The EMS crisis isn’t going away anytime soon.
City staff had previously told council they believed the City’s fund balance could be maintained without a tax increase until 2024. That prompted Councilman John Wortman to ask what options council would have to maintain both tax rates and city services.
“Is there a way for us to maintain our current tax rates when we get to 2023 (and) maintain our level of service before we have to adapt our service level?” Worman asked. “Is it possible to address our budget without having to raise taxes to not have to change our service levels? And if there are changes that need to be made, what is city staff’s recommendation?”
Those questions quickly pivoted the discussion to the current EMS situation.
“I think the biggest issues are your fire and EMS services,” City Manager Nancy Freenock said. “We’re talking right now about the EMS but I think Fire won’t be far behind. Volunteers are aging out.
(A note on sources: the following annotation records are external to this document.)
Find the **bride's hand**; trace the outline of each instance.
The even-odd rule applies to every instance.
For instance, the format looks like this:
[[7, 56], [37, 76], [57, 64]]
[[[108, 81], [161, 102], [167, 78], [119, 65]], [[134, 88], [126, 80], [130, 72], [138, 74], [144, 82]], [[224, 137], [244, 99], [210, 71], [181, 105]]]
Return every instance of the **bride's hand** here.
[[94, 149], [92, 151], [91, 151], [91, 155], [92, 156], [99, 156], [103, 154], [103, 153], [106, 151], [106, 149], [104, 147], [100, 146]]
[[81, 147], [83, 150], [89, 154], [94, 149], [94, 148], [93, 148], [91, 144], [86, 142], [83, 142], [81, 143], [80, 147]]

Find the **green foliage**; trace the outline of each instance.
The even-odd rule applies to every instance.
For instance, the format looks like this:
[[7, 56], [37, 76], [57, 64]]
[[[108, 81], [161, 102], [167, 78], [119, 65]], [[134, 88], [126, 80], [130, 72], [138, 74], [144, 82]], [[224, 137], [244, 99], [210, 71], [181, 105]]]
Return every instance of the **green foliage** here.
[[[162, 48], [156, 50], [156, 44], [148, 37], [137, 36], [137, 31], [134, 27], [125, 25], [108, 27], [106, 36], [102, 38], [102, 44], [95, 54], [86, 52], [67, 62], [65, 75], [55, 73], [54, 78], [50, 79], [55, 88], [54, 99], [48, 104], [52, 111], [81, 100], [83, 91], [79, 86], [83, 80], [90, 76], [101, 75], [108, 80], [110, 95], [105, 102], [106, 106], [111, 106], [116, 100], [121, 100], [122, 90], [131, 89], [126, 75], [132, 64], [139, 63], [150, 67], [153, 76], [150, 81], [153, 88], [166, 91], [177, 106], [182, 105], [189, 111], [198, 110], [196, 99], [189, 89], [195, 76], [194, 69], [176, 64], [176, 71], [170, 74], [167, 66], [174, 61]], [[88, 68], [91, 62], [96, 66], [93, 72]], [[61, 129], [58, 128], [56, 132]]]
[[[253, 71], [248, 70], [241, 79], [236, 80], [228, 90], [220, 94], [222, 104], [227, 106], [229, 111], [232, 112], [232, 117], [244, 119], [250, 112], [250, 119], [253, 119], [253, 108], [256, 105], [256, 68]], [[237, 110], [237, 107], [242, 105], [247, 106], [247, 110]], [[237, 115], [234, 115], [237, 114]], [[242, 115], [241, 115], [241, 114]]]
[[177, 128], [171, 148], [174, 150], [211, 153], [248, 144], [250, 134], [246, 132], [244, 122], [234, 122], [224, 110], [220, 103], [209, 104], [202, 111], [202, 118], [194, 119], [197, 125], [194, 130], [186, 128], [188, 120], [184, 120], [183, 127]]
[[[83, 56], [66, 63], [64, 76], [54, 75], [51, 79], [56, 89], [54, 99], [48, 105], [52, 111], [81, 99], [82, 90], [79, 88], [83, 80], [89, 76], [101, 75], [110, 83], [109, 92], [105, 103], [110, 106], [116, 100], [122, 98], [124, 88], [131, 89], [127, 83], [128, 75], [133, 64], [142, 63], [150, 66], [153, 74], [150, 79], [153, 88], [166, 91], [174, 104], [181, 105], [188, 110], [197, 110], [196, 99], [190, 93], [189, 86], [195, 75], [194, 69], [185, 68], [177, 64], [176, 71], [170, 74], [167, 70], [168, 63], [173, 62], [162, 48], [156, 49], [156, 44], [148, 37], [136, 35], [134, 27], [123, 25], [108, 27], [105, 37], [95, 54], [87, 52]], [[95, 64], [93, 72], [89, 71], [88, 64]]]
So whether we move to an authority at the county level and the city’s current fire department staff is limited or becomes a separate entity, it’s going to impact the services available in the city.”
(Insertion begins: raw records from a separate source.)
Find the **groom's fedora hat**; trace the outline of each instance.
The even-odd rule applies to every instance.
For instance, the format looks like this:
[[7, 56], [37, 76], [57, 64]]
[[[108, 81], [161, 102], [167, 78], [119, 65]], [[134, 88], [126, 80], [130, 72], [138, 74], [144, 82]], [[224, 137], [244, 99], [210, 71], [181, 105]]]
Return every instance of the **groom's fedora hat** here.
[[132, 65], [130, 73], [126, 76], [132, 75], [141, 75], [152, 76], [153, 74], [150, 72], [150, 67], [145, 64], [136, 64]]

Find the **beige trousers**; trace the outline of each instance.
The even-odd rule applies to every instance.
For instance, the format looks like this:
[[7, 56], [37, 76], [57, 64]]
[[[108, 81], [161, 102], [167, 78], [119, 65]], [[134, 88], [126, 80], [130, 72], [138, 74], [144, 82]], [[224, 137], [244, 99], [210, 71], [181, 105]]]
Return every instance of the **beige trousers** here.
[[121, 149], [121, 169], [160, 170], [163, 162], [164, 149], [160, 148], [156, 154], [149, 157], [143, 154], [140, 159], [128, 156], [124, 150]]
The city has been working to find a solution to the EMS issue, especially in regard to mutual aid for municipalities outside city limits. The City has a letter from the Department of Health stating that it does not have to respond to calls outside the city, but Council has yet to take any official action on that letter.
Wortman pointed to the recent decision by Sheffield Volunteer Fire Department to change ambulance service from Basic Life Support to Quick Response Service as a reason to make a decision sooner rather than later.
The longer City Council waits to act, Wortman said, “other municipalities are making decisions that impact us, and I understand why we’re waiting to make this decision, but it needs to be the immediate priority when our new council gets sworn into office.”
“Every time that we continue to not act on this question, it is potentially leading to a situation where our assets and services that our taxpayers pay for, that they keep having their taxes raised to pay for, are not going to be available,” Wortman said.
Mayor Maurice Cashman said simply ending responses outside the city would also lead to a tax increase.
“If you took the action and we’re doing no EMS services outside of the city, that’s going to lead to a tax increase because you’re going to lose revenue,” Cashman said. “So there’s a lot more to the EMS problem than just we have the right to do this.”
Cashman added that if the City stops responding to mutual aid requests outside city limits, then other municipalities could stop responding to requests from the city as well.
“It gets to be more of a two-way street than meets the eye,” Cashman said. “So consequently, that decision and where we go from here is a very, very delicate scenario.”
What the city does about the EMS issue, Wortman said, will ultimately answer many of the current budget questions.
“The answer to those (EMS) questions, is also the answer to these budget issues,” Wortman said.